Cool Game for Kids: Look, Touch and Say Memory Game
By Arlee Greenwood, Small Potatoes
Apr 10, 2014
There are many days during the school year when I have my primary grade-schoolers at home for school holidays. This means I have a houseful of children whose ages range from under 1 to 9 years old. Finding activities that include all or most of them can be challenging.I try to create activities that can either have open-ended play possibilities, or ones that can be tailored to fit nearly any age, depending on their abilities.Today we created a game that had all the children involved in some form or another. This game provides practice with sight memory, tactile memory, word recognition, speech, fine-motor control, numbers and number sequencing, one-to-one correspondence, tallying, listening and turn-taking. The toddlers, the preschoolers, and the grade schoolers created and played, and the babies watched and clapped as the excitement from the game rose and the players cheered each other on.And as it turns out, there is more than one way to play the good old-fashioned Memory Game. You can stretch this activity from breakfast to lunch if you start from the very beginning.What you need
- picture cards
- small objects that match the pictures on your cards.
- a cardboard tray
- craft paints and paint brushes
- a plastic/metal tray for holding the objects
- a timer
- pencil/paper for score keeping if you choose to keep track
I gave the two oldest children the task of painting our cardboard lid. This was simply a cardboard soda pop tray from the market. I asked the two children to work together in painting the inside of the lid black. I chose black for the inside so colours or patterns would not distract the children from "remembering" as we played the game later on.

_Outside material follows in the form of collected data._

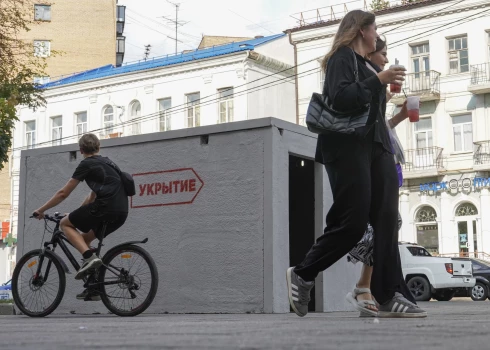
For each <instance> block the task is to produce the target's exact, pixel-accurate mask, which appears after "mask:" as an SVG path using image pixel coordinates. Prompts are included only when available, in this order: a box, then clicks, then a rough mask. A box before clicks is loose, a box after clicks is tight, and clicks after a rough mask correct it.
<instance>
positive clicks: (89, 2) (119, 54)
mask: <svg viewBox="0 0 490 350" xmlns="http://www.w3.org/2000/svg"><path fill="white" fill-rule="evenodd" d="M29 6H31V7H32V20H33V21H34V23H33V25H32V26H31V28H30V31H28V32H27V33H22V34H21V36H20V37H21V38H22V39H24V40H27V41H31V42H32V43H33V44H34V48H35V53H34V54H35V55H39V56H42V57H47V58H48V59H47V64H48V67H47V74H48V76H47V77H39V80H40V82H47V81H49V80H50V79H53V78H56V77H60V76H62V75H68V74H72V73H75V72H81V71H85V70H87V69H92V68H95V67H100V66H103V65H106V64H113V65H118V64H119V65H120V64H122V61H123V58H124V43H125V39H124V36H123V33H124V23H125V6H120V5H117V0H102V1H101V0H84V1H75V0H60V1H56V2H49V1H45V0H43V1H37V2H32V3H31V4H30V5H29ZM80 19H83V21H80ZM52 51H55V52H57V54H56V55H51V52H52Z"/></svg>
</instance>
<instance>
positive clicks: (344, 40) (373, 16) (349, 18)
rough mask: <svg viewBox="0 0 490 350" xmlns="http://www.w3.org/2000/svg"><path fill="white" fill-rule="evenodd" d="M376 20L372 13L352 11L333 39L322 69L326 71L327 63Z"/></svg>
mask: <svg viewBox="0 0 490 350" xmlns="http://www.w3.org/2000/svg"><path fill="white" fill-rule="evenodd" d="M375 20H376V16H375V15H374V14H373V13H371V12H366V11H362V10H354V11H350V12H349V13H347V14H346V15H345V17H344V18H343V19H342V22H340V26H339V30H338V31H337V34H335V38H334V39H333V43H332V48H331V49H330V51H329V52H328V53H327V54H326V55H325V57H323V60H322V69H323V71H326V69H327V62H328V59H329V58H330V57H332V56H333V54H334V53H336V52H337V51H338V50H339V49H340V48H341V47H343V46H349V45H350V44H351V43H352V42H353V41H354V39H355V38H356V37H357V35H358V34H359V31H360V30H361V29H364V28H365V27H367V26H369V25H371V24H373V23H374V21H375Z"/></svg>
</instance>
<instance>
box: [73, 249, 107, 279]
mask: <svg viewBox="0 0 490 350" xmlns="http://www.w3.org/2000/svg"><path fill="white" fill-rule="evenodd" d="M101 265H102V260H100V259H99V258H98V257H96V256H95V255H93V256H92V257H91V258H89V259H87V260H84V262H83V264H82V267H80V270H78V272H77V274H76V275H75V279H76V280H81V279H83V278H84V277H85V276H86V275H88V274H89V273H91V272H94V271H97V269H98V268H99V267H100V266H101Z"/></svg>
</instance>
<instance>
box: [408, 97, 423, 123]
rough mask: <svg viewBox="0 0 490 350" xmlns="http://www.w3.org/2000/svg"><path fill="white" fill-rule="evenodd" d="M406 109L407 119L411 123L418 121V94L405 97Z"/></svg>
mask: <svg viewBox="0 0 490 350" xmlns="http://www.w3.org/2000/svg"><path fill="white" fill-rule="evenodd" d="M407 110H408V119H410V121H411V122H412V123H416V122H418V121H419V113H420V97H419V96H408V98H407Z"/></svg>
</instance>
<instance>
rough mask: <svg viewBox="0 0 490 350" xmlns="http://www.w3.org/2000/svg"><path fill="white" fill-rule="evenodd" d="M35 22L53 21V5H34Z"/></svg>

I did welcome them however, to paint the outside of the lid in whatever manner they pleased...
Once the lid was painted and set outside to dry, I gave each of the children a handful of picture cards from our Memory Game. You could also use picture flashcards, or draw your own picture cards if you'd like. I instructed the children to look around the house for toys that matched their cards, like a scavenger hunt! Once all the objects on their cards were found, we assembled them all neatly on a tray.
We all gathered about the table, ages 2 to 9 years, and began to play the game.
ROUND ONE: Player 1 has 30 seconds to only LOOK at the objects on the tray. (We allowed 60 seconds for the under-5 crowd.) Once the 30 seconds are up, the lid is closed over the tray and Player 1 has 60 seconds to name as many of the objects as he can remember. Another player places the corresponding card for each object Player 1 names on the table to be counted when the minute is up. The round is over when each player has had a turn.
The children all counted the cards together after each player's turn to practice number sequencing and one to one correspondence. We tallied the scores right on our chalkboard table. We were not keeping score to see who won the game, but rather to see how each child progressed after each round.
ROUND TWO: Player 1 has 30 seconds to LOOK at and TOUCH the objects on the tray. Once her 30 seconds are over, the lid is closed and she has another 60 seconds to name the objects she remembers. The round is over when each player has had a turn.
Interestingly enough, TOUCHING the objects helped the under 5 crowd remember, while it hindered the memories for the older children. The touching distracted them and their second round scores were lower than their first.
ROUND THREE: Player 1 has 30 seconds to LOOK at, TOUCH, and SAY each object's name out loud. Once the 30 seconds is up, the lid is closed and the player is given another 60 seconds to name the object he remembers. The round is over when each player has had a turn.In this third and final round, all the players broke their own records, especially the little ones. There was much applause and many cheers as they tallied up their cards!ANOTHER WAY TO PLAY: To get even more playing time for smaller children from this activity, place a row of cards inside the lid and have the child choose the corresponding object from the tray, naming the object as they place it with the card...
Note: My own children are in French Immersion school, so our Memory Game is bilingual.